(Reuters) – TJX Cos Inc, the owner of off-price retail chains T.J. Maxx and Marshalls, reported better-than-expected quarterly profit and sales on Tuesday as its discounts attracted shoppers turning away from department stores and mall-based retailers.
TJX sells home furnishings, apparel and accessories of brands such as Tommy Hilfiger and Marc Jacobs at prices 20 percent to 60 percent lower than those offered by most other retailers.
The company on Tuesday also raised its forecast for adjusted earnings to $3.78 to $3.82 per share from $3.71 to $3.78 for the year ending January 2018. Analysts on average were expecting $3.89 per share, according to Thomson Reuters I/B/E/S.
Framingham, Massachusetts-based TJX’s results contrast dismal reports from other U.S. retailers such as Macy’s Inc and J.C. Penney Co Inc that reported declining sales last week as more customers shop online.
TJX said comparable-store sales rose 3 percent in the second quarter ended July 29. Analysts on average had expected 2.3 percent, according to research firm Consensus Metrix.

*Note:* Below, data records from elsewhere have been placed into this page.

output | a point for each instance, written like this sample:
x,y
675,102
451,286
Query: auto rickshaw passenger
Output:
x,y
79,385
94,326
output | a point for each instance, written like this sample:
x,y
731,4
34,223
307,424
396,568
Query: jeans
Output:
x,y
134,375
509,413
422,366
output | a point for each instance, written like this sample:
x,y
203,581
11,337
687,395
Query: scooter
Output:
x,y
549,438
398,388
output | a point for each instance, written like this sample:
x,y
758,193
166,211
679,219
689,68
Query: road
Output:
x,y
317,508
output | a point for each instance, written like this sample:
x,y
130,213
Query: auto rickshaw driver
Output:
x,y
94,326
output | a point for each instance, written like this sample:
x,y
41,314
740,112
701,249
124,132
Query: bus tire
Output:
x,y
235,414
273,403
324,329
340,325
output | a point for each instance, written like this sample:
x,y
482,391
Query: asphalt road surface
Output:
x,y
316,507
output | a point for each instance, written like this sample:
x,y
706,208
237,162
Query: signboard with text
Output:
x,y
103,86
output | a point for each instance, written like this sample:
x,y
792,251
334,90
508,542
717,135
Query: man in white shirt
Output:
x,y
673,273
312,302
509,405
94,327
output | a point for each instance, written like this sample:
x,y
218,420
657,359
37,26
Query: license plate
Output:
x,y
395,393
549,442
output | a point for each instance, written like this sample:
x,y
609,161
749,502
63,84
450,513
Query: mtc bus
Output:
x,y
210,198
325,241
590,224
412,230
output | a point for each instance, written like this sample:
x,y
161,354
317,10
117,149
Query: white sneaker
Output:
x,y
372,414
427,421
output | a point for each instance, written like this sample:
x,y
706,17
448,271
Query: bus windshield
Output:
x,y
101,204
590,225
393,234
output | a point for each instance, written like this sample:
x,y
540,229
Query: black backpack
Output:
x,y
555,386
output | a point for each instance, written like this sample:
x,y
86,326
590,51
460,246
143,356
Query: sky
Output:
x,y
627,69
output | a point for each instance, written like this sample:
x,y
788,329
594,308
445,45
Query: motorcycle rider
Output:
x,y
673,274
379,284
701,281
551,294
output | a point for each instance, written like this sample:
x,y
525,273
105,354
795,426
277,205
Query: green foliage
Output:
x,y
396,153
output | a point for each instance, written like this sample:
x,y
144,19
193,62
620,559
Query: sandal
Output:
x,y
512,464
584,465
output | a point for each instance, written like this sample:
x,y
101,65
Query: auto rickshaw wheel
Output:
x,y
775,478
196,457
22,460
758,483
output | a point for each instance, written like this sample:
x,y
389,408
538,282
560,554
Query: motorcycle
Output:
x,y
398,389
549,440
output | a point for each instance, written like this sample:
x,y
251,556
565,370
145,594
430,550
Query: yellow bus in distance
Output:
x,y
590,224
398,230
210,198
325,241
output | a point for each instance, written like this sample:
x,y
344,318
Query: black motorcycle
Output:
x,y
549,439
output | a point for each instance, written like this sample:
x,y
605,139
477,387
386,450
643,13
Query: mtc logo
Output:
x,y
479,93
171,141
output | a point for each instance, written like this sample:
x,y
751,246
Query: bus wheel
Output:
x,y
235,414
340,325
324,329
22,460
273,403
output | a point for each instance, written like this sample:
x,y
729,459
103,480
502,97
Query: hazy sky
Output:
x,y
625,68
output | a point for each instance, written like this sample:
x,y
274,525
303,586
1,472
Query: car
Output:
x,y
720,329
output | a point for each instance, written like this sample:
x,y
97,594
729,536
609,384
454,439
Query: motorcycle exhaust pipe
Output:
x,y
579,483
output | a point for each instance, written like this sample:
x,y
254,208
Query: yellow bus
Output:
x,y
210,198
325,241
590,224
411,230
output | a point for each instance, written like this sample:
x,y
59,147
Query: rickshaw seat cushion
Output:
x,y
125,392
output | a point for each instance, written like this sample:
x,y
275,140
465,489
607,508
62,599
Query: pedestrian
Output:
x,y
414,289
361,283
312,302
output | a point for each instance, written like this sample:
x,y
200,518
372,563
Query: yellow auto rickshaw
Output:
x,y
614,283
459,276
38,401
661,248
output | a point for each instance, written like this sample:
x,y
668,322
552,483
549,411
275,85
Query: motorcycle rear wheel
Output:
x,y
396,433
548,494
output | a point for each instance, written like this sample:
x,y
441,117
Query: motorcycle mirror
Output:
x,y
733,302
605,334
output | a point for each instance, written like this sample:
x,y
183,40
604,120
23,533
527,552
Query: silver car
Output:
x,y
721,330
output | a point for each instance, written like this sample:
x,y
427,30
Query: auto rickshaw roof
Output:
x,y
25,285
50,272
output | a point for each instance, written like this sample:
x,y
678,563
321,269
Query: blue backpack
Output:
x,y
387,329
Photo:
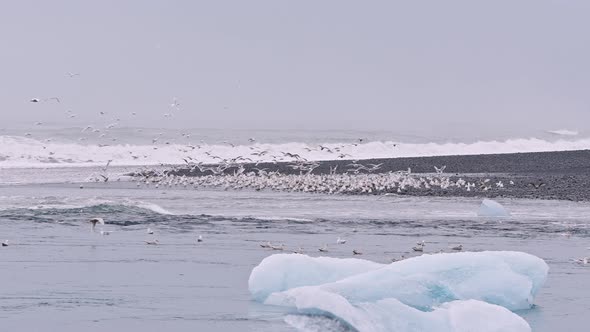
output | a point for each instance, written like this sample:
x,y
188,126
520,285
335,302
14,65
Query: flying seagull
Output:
x,y
95,221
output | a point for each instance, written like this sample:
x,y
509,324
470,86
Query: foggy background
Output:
x,y
363,65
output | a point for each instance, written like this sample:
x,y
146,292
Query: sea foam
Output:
x,y
21,152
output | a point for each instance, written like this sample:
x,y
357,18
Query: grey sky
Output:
x,y
300,64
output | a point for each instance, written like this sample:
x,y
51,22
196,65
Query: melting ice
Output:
x,y
443,292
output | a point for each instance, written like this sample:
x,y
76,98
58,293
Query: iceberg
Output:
x,y
281,272
490,208
444,292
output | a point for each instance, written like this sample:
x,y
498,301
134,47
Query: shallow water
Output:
x,y
58,275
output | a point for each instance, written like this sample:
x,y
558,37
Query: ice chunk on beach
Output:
x,y
490,208
442,292
285,271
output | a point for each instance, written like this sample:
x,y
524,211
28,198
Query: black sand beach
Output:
x,y
541,175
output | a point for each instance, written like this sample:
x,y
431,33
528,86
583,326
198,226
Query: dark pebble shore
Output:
x,y
541,175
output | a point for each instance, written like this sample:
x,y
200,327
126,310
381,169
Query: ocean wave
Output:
x,y
23,152
92,204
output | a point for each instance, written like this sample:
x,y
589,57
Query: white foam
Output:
x,y
564,132
27,152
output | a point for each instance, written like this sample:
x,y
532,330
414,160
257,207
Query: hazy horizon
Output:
x,y
336,65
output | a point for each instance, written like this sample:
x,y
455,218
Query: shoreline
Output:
x,y
562,175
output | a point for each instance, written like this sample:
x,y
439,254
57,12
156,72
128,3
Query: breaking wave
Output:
x,y
23,152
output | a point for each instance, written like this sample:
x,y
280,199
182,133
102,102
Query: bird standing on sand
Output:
x,y
457,247
95,221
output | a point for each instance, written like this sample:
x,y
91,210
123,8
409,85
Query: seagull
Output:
x,y
402,257
419,248
457,247
440,170
281,247
94,221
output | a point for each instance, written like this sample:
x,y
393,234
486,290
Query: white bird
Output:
x,y
457,247
402,257
440,170
281,247
95,221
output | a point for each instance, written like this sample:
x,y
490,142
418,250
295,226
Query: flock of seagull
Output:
x,y
351,182
418,249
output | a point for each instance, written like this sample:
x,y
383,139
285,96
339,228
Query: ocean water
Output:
x,y
59,275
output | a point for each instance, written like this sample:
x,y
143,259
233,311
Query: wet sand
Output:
x,y
541,175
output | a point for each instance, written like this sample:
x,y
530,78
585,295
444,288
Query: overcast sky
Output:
x,y
299,64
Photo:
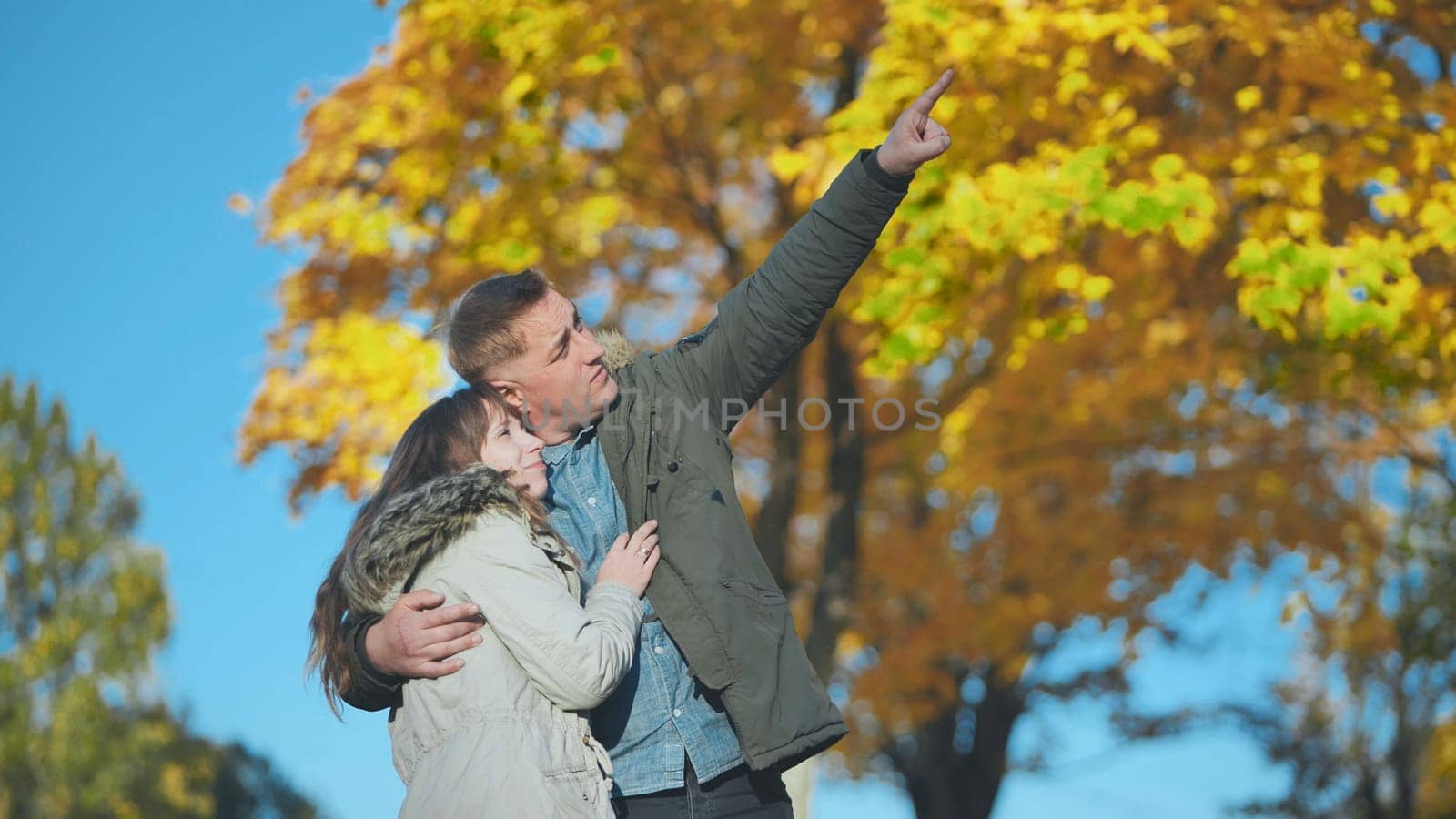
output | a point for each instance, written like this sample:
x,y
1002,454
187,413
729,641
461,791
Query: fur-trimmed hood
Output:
x,y
619,351
419,525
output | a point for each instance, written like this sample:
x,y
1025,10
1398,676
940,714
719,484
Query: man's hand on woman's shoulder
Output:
x,y
420,639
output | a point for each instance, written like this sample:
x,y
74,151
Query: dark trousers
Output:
x,y
739,792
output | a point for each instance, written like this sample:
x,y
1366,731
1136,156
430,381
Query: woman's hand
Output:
x,y
632,560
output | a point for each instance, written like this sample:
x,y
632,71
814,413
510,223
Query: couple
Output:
x,y
490,593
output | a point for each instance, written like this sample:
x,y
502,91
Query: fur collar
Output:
x,y
419,525
619,351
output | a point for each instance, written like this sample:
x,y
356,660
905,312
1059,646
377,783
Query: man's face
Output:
x,y
562,378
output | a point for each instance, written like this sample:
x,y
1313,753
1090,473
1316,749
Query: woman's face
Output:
x,y
513,450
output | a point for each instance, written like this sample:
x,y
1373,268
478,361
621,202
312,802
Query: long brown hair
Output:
x,y
444,439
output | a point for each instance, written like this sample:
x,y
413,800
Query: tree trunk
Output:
x,y
834,596
945,783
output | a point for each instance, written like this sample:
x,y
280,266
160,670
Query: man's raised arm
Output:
x,y
769,317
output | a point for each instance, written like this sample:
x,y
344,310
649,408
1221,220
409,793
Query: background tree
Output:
x,y
1186,267
84,608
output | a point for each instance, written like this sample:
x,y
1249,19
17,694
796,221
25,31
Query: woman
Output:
x,y
459,511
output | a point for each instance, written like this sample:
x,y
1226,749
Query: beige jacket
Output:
x,y
507,734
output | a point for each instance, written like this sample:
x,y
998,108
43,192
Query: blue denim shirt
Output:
x,y
659,713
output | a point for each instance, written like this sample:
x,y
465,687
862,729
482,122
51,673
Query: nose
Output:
x,y
594,349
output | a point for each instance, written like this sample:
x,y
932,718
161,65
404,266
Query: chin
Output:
x,y
609,390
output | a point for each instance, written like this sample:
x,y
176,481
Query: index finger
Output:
x,y
450,614
926,101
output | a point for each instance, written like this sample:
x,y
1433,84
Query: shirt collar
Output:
x,y
557,452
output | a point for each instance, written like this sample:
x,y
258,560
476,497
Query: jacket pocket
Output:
x,y
570,789
756,592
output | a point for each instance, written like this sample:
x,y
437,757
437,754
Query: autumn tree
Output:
x,y
84,608
1183,268
1366,724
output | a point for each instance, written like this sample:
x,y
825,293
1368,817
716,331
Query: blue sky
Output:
x,y
135,295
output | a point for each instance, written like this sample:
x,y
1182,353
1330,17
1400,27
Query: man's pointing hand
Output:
x,y
916,138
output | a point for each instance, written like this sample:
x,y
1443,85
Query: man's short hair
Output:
x,y
482,329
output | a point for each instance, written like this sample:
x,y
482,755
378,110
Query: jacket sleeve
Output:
x,y
369,690
771,315
575,654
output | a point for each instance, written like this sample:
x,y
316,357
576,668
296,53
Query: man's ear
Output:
x,y
510,390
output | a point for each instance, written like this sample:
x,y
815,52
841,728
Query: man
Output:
x,y
723,695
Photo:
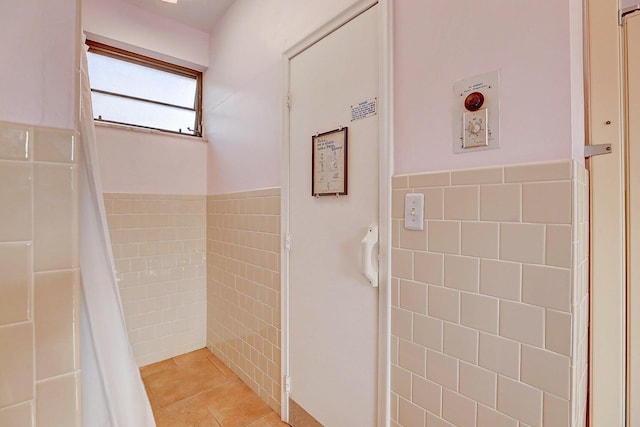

“Customer traffic was up and was the primary driver of our comp store sales growth at every division,” TJX Chief Executive Ernie Herrman said in a statement.
Total revenue climbed 6 percent to $8.36 billion, beating analysts’ expectations of $8.29 billion.
TJX’s net income slipped 1.6 percent to $553 million, or 85 cents per share as expenses surged.
Excluding one-time items, the company earned 85 cents per share, edging past analysts’ estimates by one cent.